Most couples do fall into ruts or scripted sex. I say that’s a warning sign, sex should not become mechanical or feel not worth having. It’s up to the couple to explore their bodies, sexuality and sources of pleasure. To me, monogamy is where you feel the safety to get on a tightrope together, face the unknown and really expand your sexual repertoire.
XBIZ: Are there certain age groups that struggle with these issues more than others?
Fleming: Yes and no. Certainly, there are increased rates of disease and disability with age, along with normal age related changes to sexual functioning that impact sexual response. That said, cultural and sexual orientation may also present greater challenges and struggles for some more than others. Sex doesn’t discriminate, no matter your age, gender, race, sexual orientation, we can all be vulnerable at some point in our lives with a sexual struggle. The most important thing to know is that you’re not alone and there is help.
XBIZ: Do you endorse the use of pleasure products, i.e. vibes, gels, etc.?
Fleming: Yes, and I frequently recommend websites, products, and even local stores where clients can go and ask questions and explore the sensations of different kinds of lubes, vibrators, to feel the different weight and texture of dildos, etc.
XBIZ: Your workshop’s watchwords are “Great Life, Great Sex.” Do you feel sex is the key to happiness?
Fleming: For me, great sex is an integral part of having a great life. Our keys to happiness can be unique as each of us are individuals. I let my clients define their own version of their great life and great sex.
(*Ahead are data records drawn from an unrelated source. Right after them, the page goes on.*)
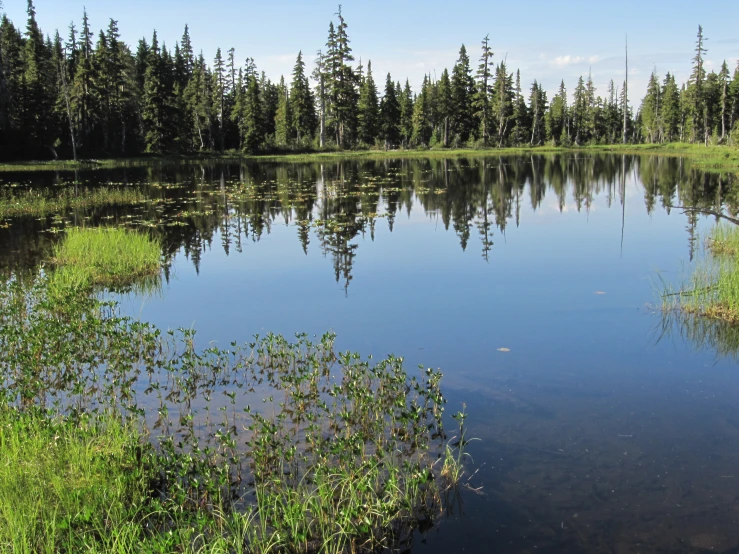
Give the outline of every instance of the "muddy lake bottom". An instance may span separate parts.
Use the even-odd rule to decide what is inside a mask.
[[[158,290],[113,295],[226,346],[268,332],[444,372],[473,462],[413,552],[739,552],[739,373],[665,322],[731,176],[680,159],[550,155],[163,165],[0,175],[9,191],[128,187],[133,205],[0,222],[35,270],[70,225],[156,234]],[[479,489],[474,491],[472,489]]]

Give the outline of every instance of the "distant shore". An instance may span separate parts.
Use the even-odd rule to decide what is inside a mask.
[[[8,171],[74,171],[116,167],[136,167],[156,163],[218,163],[218,162],[332,162],[346,159],[401,159],[401,158],[464,158],[500,157],[523,154],[629,154],[684,157],[693,166],[711,172],[739,172],[739,148],[734,146],[703,146],[698,144],[627,144],[602,146],[534,146],[516,148],[458,148],[408,150],[334,150],[315,152],[282,152],[244,154],[241,152],[207,152],[198,155],[157,155],[117,159],[18,161],[0,163],[0,172]]]

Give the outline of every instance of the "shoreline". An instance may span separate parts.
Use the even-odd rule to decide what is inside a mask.
[[[351,159],[444,159],[466,157],[505,157],[531,154],[614,154],[614,155],[653,155],[664,157],[683,157],[691,160],[695,167],[711,172],[739,173],[739,148],[733,146],[703,146],[698,144],[631,144],[597,146],[534,146],[510,148],[458,148],[424,150],[345,150],[305,153],[242,154],[240,152],[207,153],[196,155],[142,156],[133,158],[90,159],[74,162],[58,161],[19,161],[0,163],[0,172],[21,171],[74,171],[87,169],[113,169],[136,167],[151,164],[169,163],[219,163],[219,162],[284,162],[310,163],[335,162]]]

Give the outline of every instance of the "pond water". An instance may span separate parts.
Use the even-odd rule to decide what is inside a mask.
[[[69,173],[0,174],[3,187]],[[444,372],[471,487],[413,552],[739,552],[739,372],[715,333],[650,308],[679,282],[730,176],[595,155],[157,165],[80,172],[132,206],[7,218],[0,268],[59,229],[150,229],[161,289],[119,300],[201,345],[337,333]],[[19,188],[14,190],[18,190]],[[701,340],[703,337],[703,340]],[[739,341],[738,341],[739,342]]]

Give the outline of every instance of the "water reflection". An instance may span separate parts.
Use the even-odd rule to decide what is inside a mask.
[[[133,206],[69,210],[46,217],[12,218],[0,229],[0,265],[34,268],[48,257],[55,231],[64,225],[125,225],[149,229],[165,255],[179,251],[199,269],[216,237],[228,255],[245,241],[259,241],[274,225],[294,226],[307,254],[317,247],[331,260],[334,278],[348,288],[358,238],[375,238],[378,224],[392,232],[401,214],[423,210],[462,250],[474,241],[485,261],[506,229],[522,222],[522,206],[544,208],[552,193],[560,212],[591,210],[596,196],[622,210],[627,182],[640,185],[647,214],[686,209],[690,259],[697,247],[701,210],[739,209],[731,174],[708,174],[682,159],[549,155],[511,158],[344,161],[330,164],[244,163],[150,166],[65,173],[3,174],[4,184],[136,187],[147,201]],[[54,217],[56,215],[57,217]],[[58,217],[62,215],[63,217]],[[386,220],[386,223],[380,221]],[[312,241],[315,241],[312,244]]]

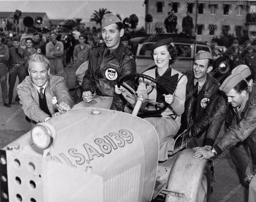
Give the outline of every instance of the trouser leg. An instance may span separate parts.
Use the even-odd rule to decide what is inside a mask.
[[[171,118],[149,117],[144,119],[152,125],[158,136],[159,143],[158,161],[164,161],[168,158],[168,151],[174,149],[174,137],[177,134],[180,123]],[[150,129],[149,129],[150,130]]]
[[[241,183],[244,183],[244,179],[246,177],[246,169],[250,161],[247,144],[244,142],[238,143],[230,150],[230,156],[236,166],[239,180]]]
[[[256,175],[252,178],[249,186],[248,202],[256,201]]]
[[[7,87],[7,78],[8,69],[5,65],[0,65],[0,78],[2,89],[2,97],[3,103],[9,103],[8,92]]]
[[[8,97],[9,98],[9,103],[12,103],[12,97],[13,96],[13,89],[14,88],[15,82],[17,77],[17,69],[12,68],[10,71],[9,75],[9,93]]]

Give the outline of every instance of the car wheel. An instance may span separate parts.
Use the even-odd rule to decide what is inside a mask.
[[[227,74],[231,69],[231,65],[230,61],[227,61],[225,57],[220,57],[215,61],[213,72],[216,72],[218,75],[221,76]]]

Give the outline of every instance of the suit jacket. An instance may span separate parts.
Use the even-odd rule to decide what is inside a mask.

Sex allows us to feel alive and connected, to me, that’s a huge key to thriving.
XBIZ: What can SHE attendees expect from your talk in September?
Fleming: My workshop is all about making sense of relationship challenges and what to do when the rubber meets the road and you find yourself on the other side of romantic love.
The dopamine and other neurotransmitters that are known as the “love cocktail” and fuel the passion in the beginning stages of relationship are meant to end. That’s when all of a sudden you start to experience the once refreshing aspect of your partner being laid back as lazy and for others, the appreciation of their partner’s order and organization as controlling. The conflicts and frustrations that come up in relationship are meant to happen and are the opportunity for growth, intimacy and great sex.
I’m going to show participants how to disarm their fears, transform their limiting beliefs and learn the foundational skills that research shows lead to Masters of Relationship.
XBIZ: Do you feel sexual health is a burgeoning field? Can we expect exponential growth in the years to come with more sexperts?
Fleming: I hope so. We’ve recently had the FDA approval of the first medication for women with low sexual desire (Addyi), and many more medications for men and women to come. In the end however, even with more medical treatments available, the psychological, relational, cultural aspects of sexuality and sexual difficulties can’t be ignored. We need more qualified and trained professionals to help individuals and couples get the information, education, counseling and resources they need to address their own specific and unique challenges.